Es verdad, no le he dicho cómo fue mi ida a la psicóloga, en parte porque hoy no hemos hablado nada relevante para mi gusto, solo preguntas tontas de cómo me siento en general, a lo que he respondido con monosílabos. Además, desde que empecé a ir con ella, con Charles acordamos que no hablaríamos de eso.

—¿Y tú? ¿Qué haces cuando no hablas conmigo?

—De todo, o nada —contesta, precavido y nervioso, sin dar una respuesta precisa.

Me doy por vencida, no importa cuántas veces intente sacarle información sobre qué hace en su “tiempo libre”, es un caso perdido. Supongo que estoy bien con eso, después de todo es justo, todos tenemos secretos, yo también tengo temas que quiero evadir o cosas que no quiero contar. Pero aun estando de acuerdo siento la corazonada de que él oculta mucho más de lo que aparenta, algo profundo, tal vez peligroso. Igual no puedo fingir que las ganas de llegar al fondo de eso no existen.

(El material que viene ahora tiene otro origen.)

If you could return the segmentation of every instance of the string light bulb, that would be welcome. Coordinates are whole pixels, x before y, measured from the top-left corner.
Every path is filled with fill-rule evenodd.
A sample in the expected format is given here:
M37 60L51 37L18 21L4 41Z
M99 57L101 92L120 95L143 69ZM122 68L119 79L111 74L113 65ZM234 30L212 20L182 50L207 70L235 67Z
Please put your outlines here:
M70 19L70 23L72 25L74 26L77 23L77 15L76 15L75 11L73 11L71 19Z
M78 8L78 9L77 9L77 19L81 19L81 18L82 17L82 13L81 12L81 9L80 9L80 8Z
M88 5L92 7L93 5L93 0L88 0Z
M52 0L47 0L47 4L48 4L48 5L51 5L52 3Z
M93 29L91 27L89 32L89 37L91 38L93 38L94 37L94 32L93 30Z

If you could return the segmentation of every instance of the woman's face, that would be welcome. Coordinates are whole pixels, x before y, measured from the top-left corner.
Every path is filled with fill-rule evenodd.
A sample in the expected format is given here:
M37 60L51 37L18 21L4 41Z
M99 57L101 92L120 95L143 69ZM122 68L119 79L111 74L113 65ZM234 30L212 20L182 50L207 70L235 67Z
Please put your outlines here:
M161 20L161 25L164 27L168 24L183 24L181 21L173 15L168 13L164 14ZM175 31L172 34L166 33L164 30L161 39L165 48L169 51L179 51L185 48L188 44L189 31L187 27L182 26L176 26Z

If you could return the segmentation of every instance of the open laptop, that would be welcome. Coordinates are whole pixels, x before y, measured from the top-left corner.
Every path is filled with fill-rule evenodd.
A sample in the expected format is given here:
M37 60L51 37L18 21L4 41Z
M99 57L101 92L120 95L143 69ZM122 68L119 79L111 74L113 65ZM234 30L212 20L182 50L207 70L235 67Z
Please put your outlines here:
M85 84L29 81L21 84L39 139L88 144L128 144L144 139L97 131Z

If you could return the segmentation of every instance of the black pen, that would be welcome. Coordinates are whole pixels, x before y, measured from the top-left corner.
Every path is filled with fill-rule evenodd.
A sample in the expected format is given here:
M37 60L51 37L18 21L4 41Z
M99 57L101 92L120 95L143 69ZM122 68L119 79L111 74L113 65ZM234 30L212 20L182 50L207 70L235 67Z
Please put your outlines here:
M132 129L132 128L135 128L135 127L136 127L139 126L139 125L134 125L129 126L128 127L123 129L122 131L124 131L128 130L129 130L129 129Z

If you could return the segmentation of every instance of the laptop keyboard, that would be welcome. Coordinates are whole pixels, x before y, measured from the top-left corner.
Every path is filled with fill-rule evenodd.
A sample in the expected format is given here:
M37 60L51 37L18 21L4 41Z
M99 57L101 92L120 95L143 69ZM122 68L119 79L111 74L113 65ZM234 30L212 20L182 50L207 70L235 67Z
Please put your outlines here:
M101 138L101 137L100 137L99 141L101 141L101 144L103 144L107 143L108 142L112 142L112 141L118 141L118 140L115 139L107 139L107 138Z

—Pues, entonces, creo que no hay nada más que decir por hoy, por lo menos no se me ocurre nada —apunto—. ¿Qué hora es?

—Las cinco de la mañana, me tardé un poco, lo siento.

Hubiera hecho una mueca si pudiera, pero en cambio suelto un quejido.

—Tengo clases en unas horas, ¿podrías permitirme seguir durmiendo? Además, esta posición es un tanto incómoda.

Casi nunca hay la manera de despedirnos de una forma normal o natural, son muy pocas las veces en que eso ocurre.

—Por supuesto —accede—. Nos vemos mañana, Verónica.

—Corrección: Nos escuchamos mañana.

Creo que lo que vino después fue caer en un sueño profundo, que hizo a un lado toda esa conversación irreal, y despertar a la mañana siguiente totalmente ajena a todo lo que va a pasar.